Philosophically, my work is inspired by ancient Islamic philosophy of Illumination by Shihab Ud Deen Suhrawardi (CE 1154-1191), who was introduced to the western world in the 1960’s by French philosopher Henry Corbin. The title of my installation Hayakal Al Noor translated as Bodies of Light comes from Suhrawardi’s concept of “existence as a spectrum of Light”. In this spectrum, the visible world is the weakest manifestation of light, that intensifies as it moves towards the invisible Divine light. My attempt through installation art considers the creative potential of Islamic ideas and how they can affect our perception of reality.

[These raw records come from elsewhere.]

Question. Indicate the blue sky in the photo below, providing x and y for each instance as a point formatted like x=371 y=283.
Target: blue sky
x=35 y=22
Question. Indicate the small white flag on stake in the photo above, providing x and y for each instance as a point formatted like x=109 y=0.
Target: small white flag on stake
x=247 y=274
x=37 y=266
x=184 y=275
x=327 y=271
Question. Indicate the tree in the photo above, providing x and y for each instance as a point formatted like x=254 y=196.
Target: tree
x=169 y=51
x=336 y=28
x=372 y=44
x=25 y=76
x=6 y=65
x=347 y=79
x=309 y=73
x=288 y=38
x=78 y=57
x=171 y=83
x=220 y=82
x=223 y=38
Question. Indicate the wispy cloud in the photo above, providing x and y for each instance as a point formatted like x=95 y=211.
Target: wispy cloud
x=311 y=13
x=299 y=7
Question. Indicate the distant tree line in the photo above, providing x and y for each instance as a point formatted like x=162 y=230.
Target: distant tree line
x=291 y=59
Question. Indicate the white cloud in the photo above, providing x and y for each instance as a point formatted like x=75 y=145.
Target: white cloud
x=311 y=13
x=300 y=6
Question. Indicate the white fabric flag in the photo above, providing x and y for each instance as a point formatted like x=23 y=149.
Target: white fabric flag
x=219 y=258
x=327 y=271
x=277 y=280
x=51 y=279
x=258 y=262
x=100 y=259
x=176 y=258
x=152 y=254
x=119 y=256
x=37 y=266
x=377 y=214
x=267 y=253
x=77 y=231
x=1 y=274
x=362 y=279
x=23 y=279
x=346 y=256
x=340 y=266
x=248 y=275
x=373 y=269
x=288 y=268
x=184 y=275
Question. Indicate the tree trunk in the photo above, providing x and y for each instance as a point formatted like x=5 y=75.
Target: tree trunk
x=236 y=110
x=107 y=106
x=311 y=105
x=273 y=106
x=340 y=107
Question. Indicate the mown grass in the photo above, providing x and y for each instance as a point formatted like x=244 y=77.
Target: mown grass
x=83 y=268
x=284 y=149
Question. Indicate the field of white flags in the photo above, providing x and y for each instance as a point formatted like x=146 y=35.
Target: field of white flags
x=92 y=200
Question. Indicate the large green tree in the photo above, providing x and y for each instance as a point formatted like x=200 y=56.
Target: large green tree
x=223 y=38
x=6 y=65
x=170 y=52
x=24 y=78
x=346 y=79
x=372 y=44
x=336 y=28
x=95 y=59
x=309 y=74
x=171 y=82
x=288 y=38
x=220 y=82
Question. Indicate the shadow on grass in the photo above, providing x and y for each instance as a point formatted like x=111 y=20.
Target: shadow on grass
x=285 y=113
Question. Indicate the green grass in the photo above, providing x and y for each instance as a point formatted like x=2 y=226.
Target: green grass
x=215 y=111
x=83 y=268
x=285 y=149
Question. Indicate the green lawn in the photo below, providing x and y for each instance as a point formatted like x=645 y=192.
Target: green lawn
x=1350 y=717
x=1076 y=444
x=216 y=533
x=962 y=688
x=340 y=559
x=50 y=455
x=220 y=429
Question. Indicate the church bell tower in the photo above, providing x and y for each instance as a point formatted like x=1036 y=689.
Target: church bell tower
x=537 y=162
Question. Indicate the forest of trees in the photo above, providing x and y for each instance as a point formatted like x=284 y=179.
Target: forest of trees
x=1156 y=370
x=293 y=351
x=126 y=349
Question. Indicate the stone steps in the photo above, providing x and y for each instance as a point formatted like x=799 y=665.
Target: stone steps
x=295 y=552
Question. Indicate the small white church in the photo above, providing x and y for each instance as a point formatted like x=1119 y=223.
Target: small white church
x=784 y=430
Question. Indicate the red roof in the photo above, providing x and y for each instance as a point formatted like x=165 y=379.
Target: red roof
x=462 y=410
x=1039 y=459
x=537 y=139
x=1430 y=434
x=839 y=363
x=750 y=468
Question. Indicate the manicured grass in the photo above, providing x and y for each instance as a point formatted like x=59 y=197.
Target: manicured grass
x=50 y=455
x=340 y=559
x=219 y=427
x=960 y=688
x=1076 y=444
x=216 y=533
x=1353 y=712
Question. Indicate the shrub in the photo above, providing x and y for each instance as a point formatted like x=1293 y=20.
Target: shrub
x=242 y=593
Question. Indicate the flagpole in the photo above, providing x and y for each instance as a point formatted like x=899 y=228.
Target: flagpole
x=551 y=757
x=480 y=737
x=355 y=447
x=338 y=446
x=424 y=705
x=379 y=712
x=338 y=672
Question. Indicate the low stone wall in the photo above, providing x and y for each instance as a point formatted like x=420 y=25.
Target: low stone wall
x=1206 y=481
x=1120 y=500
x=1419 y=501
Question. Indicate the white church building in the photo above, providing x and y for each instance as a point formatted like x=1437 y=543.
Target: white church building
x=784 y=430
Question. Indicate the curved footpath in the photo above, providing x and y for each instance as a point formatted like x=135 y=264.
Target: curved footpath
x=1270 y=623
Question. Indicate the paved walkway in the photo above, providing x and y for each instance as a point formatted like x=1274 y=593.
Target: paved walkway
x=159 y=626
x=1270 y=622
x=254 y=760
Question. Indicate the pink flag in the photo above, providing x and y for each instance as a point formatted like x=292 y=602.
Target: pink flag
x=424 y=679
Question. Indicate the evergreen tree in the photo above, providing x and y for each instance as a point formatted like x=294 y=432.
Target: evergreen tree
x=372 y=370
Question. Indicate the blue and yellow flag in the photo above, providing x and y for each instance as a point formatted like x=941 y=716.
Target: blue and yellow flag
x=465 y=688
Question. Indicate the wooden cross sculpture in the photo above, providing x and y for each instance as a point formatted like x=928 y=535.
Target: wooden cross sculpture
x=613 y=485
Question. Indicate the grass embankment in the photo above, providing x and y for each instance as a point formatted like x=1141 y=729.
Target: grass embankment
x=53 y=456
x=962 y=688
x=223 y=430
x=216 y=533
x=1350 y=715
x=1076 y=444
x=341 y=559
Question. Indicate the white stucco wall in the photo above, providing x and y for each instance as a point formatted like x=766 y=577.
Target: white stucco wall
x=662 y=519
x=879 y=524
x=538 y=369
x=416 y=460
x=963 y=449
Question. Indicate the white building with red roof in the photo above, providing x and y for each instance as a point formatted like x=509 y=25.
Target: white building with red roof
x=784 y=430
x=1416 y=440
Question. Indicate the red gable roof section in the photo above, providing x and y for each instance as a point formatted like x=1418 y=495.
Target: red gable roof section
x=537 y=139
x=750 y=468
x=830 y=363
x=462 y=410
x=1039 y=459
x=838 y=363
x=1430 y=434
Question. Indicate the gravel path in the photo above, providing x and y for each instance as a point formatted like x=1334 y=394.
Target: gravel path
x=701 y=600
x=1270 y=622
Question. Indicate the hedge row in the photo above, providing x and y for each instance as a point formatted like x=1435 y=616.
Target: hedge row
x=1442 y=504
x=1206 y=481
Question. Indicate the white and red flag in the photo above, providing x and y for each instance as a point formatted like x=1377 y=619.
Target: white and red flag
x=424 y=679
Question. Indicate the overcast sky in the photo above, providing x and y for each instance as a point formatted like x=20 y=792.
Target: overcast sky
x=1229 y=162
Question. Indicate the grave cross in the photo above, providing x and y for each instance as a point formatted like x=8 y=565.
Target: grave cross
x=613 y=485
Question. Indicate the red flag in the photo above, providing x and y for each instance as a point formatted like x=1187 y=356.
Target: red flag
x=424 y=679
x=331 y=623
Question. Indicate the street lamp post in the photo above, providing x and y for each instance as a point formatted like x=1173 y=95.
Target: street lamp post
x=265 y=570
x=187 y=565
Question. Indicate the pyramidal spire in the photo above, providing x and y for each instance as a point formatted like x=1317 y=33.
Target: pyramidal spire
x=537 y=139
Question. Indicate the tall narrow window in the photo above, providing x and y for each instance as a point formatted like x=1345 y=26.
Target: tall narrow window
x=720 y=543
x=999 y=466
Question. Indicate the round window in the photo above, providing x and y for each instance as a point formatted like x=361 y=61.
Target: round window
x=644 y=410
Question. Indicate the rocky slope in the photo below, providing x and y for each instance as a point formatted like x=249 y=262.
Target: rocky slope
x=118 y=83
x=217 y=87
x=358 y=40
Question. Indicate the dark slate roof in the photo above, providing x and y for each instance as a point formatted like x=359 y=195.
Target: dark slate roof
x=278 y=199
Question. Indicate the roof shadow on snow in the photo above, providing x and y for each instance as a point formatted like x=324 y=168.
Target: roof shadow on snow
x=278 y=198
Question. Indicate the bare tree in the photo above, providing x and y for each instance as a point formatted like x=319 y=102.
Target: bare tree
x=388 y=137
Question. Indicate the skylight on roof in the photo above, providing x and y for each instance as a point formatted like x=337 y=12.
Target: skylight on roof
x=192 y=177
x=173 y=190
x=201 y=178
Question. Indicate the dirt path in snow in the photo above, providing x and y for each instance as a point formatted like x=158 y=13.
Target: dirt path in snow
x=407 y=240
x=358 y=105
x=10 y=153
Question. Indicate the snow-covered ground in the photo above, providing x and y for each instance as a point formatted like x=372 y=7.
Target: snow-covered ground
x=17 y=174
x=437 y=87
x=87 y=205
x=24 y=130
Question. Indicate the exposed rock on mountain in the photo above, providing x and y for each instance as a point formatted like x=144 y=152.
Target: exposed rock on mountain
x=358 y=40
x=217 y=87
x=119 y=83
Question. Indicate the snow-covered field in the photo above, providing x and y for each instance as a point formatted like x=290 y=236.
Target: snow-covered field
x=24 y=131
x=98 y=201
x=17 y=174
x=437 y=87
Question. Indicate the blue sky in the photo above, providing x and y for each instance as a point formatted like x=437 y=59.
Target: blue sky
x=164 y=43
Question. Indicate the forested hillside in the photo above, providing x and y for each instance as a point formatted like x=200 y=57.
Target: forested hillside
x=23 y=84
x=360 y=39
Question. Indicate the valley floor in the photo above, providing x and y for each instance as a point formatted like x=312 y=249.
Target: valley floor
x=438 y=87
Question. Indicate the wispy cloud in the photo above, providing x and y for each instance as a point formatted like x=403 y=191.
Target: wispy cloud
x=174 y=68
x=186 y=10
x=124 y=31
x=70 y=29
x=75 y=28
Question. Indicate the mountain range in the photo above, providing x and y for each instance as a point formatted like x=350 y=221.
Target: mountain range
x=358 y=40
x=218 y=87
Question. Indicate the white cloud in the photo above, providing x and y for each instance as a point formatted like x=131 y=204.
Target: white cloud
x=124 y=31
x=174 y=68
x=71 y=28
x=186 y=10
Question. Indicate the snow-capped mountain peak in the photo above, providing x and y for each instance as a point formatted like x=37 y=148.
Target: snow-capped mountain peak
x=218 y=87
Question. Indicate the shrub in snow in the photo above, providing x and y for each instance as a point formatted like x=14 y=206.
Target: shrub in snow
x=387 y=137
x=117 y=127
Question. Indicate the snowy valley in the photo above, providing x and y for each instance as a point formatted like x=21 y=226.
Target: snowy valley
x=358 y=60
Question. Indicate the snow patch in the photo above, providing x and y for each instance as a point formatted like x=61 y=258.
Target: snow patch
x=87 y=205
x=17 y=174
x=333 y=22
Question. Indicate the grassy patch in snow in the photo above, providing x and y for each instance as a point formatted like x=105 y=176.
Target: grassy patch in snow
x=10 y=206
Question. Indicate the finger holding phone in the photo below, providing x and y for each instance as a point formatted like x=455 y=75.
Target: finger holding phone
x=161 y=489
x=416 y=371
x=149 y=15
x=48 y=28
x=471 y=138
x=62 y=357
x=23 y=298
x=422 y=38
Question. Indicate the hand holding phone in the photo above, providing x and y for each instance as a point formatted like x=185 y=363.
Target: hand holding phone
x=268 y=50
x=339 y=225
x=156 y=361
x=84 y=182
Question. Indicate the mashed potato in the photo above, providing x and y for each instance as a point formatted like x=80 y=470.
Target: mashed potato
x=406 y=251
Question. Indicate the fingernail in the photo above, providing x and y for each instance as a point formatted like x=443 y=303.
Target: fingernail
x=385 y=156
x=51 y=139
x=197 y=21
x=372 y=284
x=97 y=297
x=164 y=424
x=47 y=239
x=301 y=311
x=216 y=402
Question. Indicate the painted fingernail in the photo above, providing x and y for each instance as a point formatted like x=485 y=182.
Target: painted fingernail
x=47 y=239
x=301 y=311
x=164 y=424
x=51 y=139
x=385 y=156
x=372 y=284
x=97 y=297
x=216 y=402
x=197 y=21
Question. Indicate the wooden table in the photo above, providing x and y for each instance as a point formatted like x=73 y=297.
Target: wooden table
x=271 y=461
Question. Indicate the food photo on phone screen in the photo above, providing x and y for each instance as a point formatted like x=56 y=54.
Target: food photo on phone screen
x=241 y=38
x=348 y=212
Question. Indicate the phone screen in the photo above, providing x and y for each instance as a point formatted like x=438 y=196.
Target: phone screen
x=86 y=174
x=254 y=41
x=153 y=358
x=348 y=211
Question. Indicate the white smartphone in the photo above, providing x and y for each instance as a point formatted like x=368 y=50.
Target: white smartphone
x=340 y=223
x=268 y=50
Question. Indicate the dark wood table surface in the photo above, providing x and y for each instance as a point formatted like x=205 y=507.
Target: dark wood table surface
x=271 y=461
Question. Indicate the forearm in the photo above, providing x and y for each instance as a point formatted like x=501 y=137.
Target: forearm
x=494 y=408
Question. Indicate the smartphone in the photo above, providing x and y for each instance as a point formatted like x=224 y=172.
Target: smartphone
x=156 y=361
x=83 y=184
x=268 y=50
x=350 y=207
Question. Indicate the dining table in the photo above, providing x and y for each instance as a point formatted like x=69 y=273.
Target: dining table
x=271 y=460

The setting of the space in Hayakal al Noor is complete darkness, illuminated by a vivid projection of animations, familiar as Arabic Huroof (letters), yet unfamiliar in their meaning. These Huroof have an aesthetic and spiritual significance in Islamic traditions, and appear as small bodies of light. These Huroof fall on translucent chiffon silk. The several layers of silk hangs free and moves freely when someone approaches. The fabric has light bearing and emitting qualities; it holds a sharp image of the light and allows some light to pass through. In this way, through multi-directional projections, light falls on the chiffon silk and then onto the body of the viewer. To intensify the sensory engagement of the viewer, I also use sound and subtle fragrances, that immerse the viewer into the installation. For me, the format of installation art is helpful in inducing a feeling of wonder, that can lead to further aesthetic encounters. My installation practice taps into many territories: it is time-based, space-based, bodily-based and has the potential of creating an experience that can be outside the body; hence contributing to a nascent area of research in media art.